Si les bruits du monde sont proportionnels à la violence ambiante qu’ils sont censés couvrir ou mettre en évidence, suivant le point de vue, alors on peut dire que l’époque est celle d’un vacarme infernal de quelque côté que l’on se tourne.
Qu’il s’agisse des criantes injustices sociales qui maintiennent les plus pauvres la tête sous l’eau, leur laissant tout juste aspirer une minimale bouffée d’air pour que leur apnée ne soit pas définitive, et encore je ne parle que des pauvres que nous côtoyons en Occident; qu’il soit question des effacés dans les geôles closes ou en plein air du monde entier, réduits au silence ou à l’extermination à petit feu, en bons objets de détention ou de camps de travail étatiques; que l’on regarde du côté des si nombreux tirs de missiles sur tant de champs de bataille autour de la planète, avec leurs cortèges de sacs de dépouilles – quand celles-ci ne restent pas à ciel ouvert sur un champs enneigé ou dépecées par les vautours dans un désert –, pour le plus grand profit de quelques entrepreneurs militaro-pétro-industriels et de leurs actionnaires; que notre attention soit un instant attirée, un instant seulement, vers les affamés de l’hémisphère sud qui nous regardent pourtant de leurs yeux grand ouverts, errant tant qu’ils tiennent debout, puis définitivement couchés, là encore pour maximiser les bénéfices des gros négociants alimentaires internationaux qui ont leurs propres yeux fixés sur les cours de leurs actions et les courbes de leurs bénéfices; que l’on regarde même vraiment un instant cette inénarrable et antique guerre des sexes dont les souffrances existent, mais que l’on nous narre de toutes les façons et sous toutes les coutures médiatiques, occidentales en tous les cas, en tentant d’effacer son objet même, comme si nos nombrils (*) étaient soudain devenus les centres du monde ; eh bien de tout cela nous n’entendons en général que bruit, fureur, vacarme plus ou moins insupportables dont nous n’avons le plus souvent que l’envie de nous protéger, bouche bée et mains sur les oreilles ! Il doit bien y avoir une raison à tout cet insupportable et à son détournement quotidien d’autant plus facile qu’il se tient à distance.

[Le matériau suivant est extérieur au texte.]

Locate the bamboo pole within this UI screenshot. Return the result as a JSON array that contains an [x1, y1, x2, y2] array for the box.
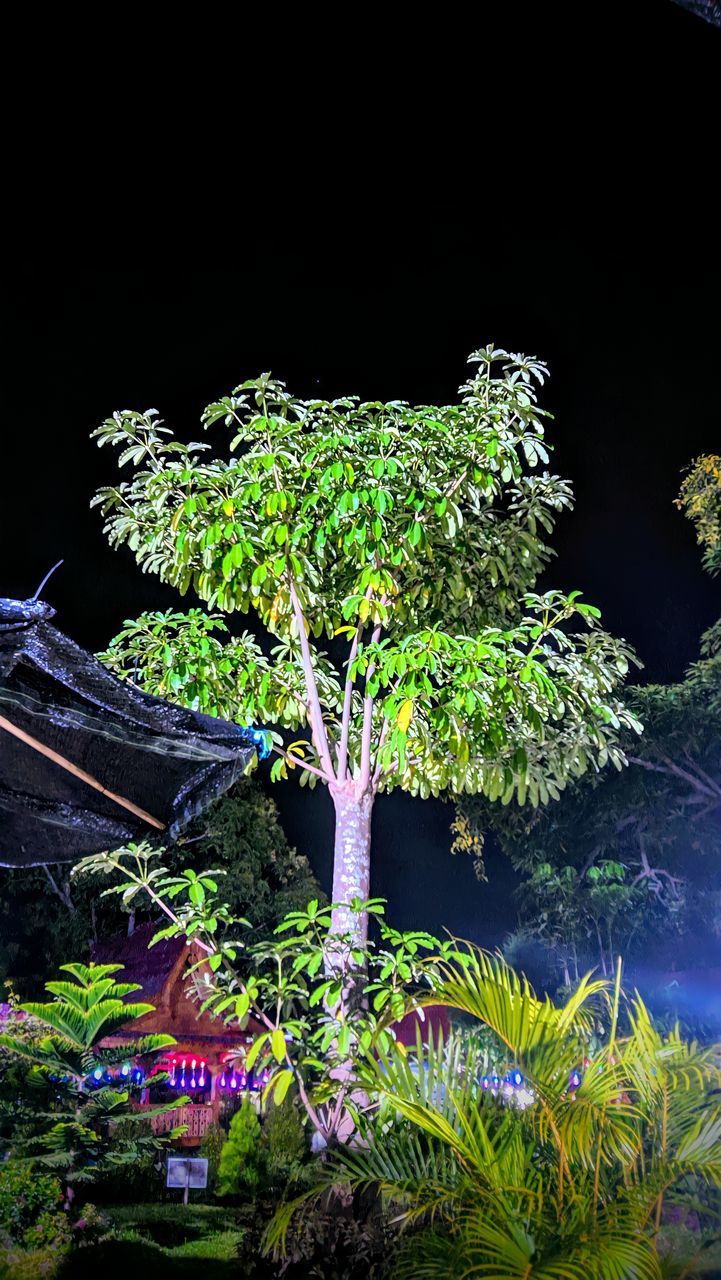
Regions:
[[0, 716, 165, 831]]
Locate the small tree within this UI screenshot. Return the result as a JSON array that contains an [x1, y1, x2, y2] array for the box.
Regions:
[[95, 347, 634, 942]]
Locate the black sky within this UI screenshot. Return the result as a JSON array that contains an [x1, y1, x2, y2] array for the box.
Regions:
[[0, 22, 721, 943]]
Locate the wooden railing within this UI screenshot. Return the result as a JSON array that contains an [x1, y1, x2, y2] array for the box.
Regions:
[[150, 1102, 216, 1142]]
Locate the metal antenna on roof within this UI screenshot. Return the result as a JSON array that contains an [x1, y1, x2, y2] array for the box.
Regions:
[[31, 561, 65, 600]]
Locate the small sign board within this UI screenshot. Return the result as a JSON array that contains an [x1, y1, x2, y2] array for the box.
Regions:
[[165, 1156, 207, 1204]]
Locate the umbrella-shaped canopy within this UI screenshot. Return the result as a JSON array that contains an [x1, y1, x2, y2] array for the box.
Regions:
[[0, 599, 265, 867]]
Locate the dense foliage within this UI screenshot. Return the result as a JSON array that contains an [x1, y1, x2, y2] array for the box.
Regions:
[[78, 845, 452, 1147], [96, 347, 635, 940], [279, 946, 721, 1280], [0, 778, 321, 997]]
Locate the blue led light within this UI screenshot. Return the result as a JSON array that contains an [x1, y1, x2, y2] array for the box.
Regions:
[[246, 728, 271, 760]]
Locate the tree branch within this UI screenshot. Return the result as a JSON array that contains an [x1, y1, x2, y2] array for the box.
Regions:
[[338, 586, 373, 782], [271, 745, 328, 782], [360, 595, 388, 794], [289, 579, 336, 782]]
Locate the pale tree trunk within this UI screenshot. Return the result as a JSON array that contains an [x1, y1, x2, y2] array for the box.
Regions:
[[330, 782, 375, 946]]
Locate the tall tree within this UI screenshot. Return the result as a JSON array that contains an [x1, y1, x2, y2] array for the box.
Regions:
[[95, 347, 634, 941], [457, 445, 721, 972]]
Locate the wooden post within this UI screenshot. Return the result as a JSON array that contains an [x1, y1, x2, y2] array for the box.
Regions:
[[0, 716, 165, 831]]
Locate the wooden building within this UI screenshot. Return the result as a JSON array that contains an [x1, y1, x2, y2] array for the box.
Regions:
[[92, 924, 264, 1147]]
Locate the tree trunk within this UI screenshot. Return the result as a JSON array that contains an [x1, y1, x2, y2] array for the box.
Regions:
[[330, 782, 375, 946]]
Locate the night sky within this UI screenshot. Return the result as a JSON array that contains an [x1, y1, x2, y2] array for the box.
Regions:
[[0, 222, 721, 943]]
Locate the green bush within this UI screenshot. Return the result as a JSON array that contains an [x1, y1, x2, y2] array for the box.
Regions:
[[200, 1124, 228, 1192], [263, 1098, 307, 1178], [0, 1244, 69, 1280], [218, 1098, 266, 1196], [0, 1164, 70, 1249], [108, 1203, 234, 1249]]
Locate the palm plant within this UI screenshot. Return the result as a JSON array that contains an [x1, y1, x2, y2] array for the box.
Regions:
[[0, 964, 187, 1181], [266, 946, 721, 1280]]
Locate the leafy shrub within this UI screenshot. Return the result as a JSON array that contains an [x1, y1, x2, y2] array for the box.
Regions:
[[218, 1098, 265, 1196], [263, 1098, 307, 1176], [241, 1197, 397, 1280], [110, 1203, 234, 1249], [0, 1244, 69, 1280], [0, 1164, 69, 1249]]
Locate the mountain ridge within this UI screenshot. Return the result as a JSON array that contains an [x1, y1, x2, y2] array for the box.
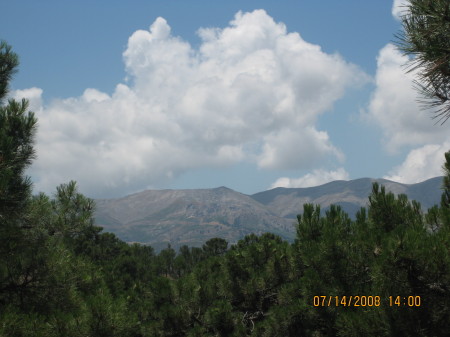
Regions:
[[95, 177, 442, 250]]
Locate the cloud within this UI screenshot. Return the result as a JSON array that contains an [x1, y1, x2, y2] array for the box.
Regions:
[[270, 168, 349, 189], [383, 141, 450, 184], [18, 10, 368, 197], [392, 0, 409, 20], [365, 44, 448, 153], [10, 87, 42, 112]]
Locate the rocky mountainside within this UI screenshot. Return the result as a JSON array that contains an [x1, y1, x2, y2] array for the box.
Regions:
[[95, 177, 442, 250]]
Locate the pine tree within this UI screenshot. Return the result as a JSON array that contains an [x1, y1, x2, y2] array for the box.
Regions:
[[397, 0, 450, 123]]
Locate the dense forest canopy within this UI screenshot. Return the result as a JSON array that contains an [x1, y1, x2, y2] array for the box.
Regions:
[[0, 0, 450, 337]]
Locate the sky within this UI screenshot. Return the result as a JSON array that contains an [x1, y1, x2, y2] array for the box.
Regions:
[[0, 0, 450, 198]]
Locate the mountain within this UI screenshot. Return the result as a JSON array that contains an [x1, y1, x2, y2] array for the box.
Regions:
[[95, 187, 294, 250], [252, 177, 442, 219], [95, 177, 442, 250]]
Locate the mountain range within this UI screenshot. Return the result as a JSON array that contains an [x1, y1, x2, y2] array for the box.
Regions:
[[95, 177, 442, 250]]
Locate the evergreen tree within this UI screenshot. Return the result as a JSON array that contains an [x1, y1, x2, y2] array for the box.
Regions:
[[397, 0, 450, 123]]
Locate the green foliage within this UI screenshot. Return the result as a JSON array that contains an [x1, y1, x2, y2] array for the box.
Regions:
[[397, 0, 450, 122], [0, 40, 450, 337]]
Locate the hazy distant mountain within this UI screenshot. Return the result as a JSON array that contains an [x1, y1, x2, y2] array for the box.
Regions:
[[95, 177, 442, 250], [252, 177, 442, 218]]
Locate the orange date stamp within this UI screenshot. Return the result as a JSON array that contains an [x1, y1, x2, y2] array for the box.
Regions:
[[313, 295, 422, 307]]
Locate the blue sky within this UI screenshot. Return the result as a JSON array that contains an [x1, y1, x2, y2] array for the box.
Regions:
[[0, 0, 450, 197]]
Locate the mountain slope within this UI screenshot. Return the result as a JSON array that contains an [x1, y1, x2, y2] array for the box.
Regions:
[[251, 177, 442, 219], [96, 187, 294, 249], [95, 177, 442, 250]]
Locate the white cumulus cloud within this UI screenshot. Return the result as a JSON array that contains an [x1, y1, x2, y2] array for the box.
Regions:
[[19, 10, 368, 197], [366, 44, 448, 153], [270, 167, 349, 189]]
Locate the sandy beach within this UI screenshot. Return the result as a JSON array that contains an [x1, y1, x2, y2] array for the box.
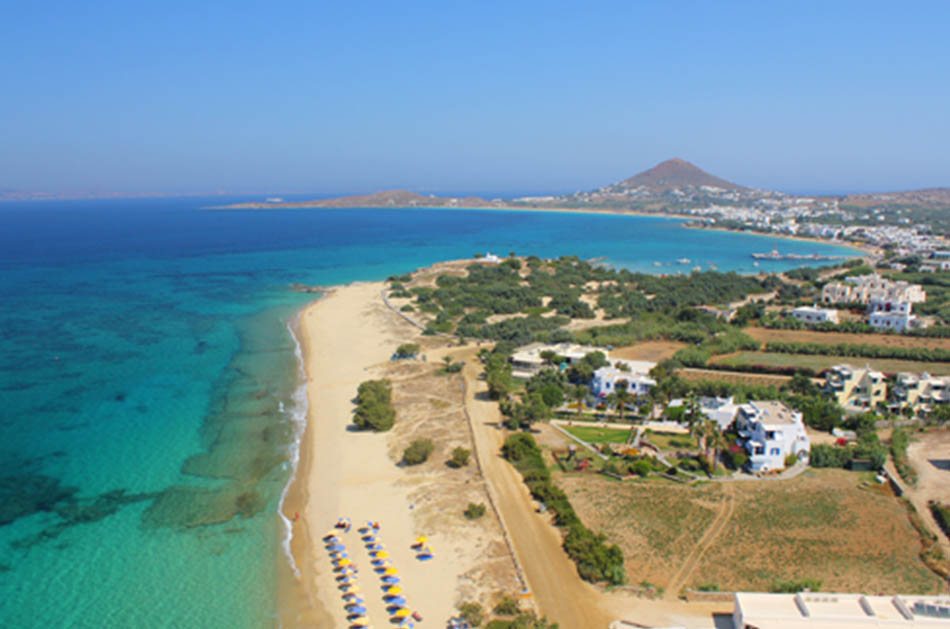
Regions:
[[282, 283, 516, 627]]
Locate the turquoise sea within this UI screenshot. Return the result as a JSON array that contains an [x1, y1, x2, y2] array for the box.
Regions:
[[0, 198, 853, 628]]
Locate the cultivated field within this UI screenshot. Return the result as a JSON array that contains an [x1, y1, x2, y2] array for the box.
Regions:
[[709, 352, 950, 375], [743, 328, 950, 349], [558, 469, 941, 595], [610, 341, 686, 363], [676, 368, 792, 387]]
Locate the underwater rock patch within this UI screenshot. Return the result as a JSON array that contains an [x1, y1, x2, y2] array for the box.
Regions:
[[142, 484, 266, 528], [0, 474, 79, 526]]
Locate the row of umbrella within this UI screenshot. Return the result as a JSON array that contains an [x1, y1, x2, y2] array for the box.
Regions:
[[323, 518, 370, 627], [359, 522, 418, 627]]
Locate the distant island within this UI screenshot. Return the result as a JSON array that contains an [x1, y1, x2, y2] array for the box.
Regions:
[[211, 158, 950, 254]]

Si certains veulent nous faire croire que la non-violence est originaire dans nos existences, et qu’avec un peu de volontarisme on va la retrouver pour quitter ces horreurs qui n’auraient pas de tous temps constitué notre ordinaire, je leur laisse volontiers leurs « bons sentiments » (**), avec leurs fleurs dans les cheveux, comme au temps de ma jeunesse, ou leurs combats pour la der des der, ainsi qu’on le clamait en quatorze dix-huit juste avant et aussitôt après le grand massacre. Car enfin, il suffit d’ouvrir les yeux un instant pour voir toutes les heureuses conséquences de cet amour primordial, fondateur et apaisant – et dont les si fréquents abus de toutes sortes sur des êtres sans défense témoignent bien entendu – qui nous aurait animé tous autant que nous sommes dès notre largage existentiel à côté, devant ou derrière ce vacarme omniprésent pas même couvert par les plus honorables civilités (quand celles-ci existent encore).
Je suis pour ma part convaincu que la violence qu’illustre tous ces bruits destinés à la masquer, et que de mon côté je cherche plutôt à mettre en évidence pour la prendre à bras le corps, on n’en sort jamais en se contorsionnant à chaque fois devant elle pour tenter de l’éviter. Et je ne vois pas comment on pourrait s’en saisir pour la comprendre autrement qu’en cherchant son origine et sa fin, comme il en va pour comprendre toute chose. C’est au moins ce que j’essaie de faire dans mes travaux, à mon modeste niveau et avec ma veine propre. Je suis bienheureusement parvenu à presque complètement cesser d’être impatient à propos du logique intérêt que cela pourrait ou devrait susciter, et surtout à cesser de trouver ça surprenant.
(*) De préférence à ce qu’il y a juste en dessous, puisque l’existence même des innommables pénis et vagin, leur crainte inavouée ou leur rejet dégoûté, semble avoir été tout récemment dissoute par la poudre de perlimpinpin du « genre » que l’on se donne en toute autarcie libidinale.
(**) Étant entendu que la peur ou la colère, par exemple, en seraient de mauvais!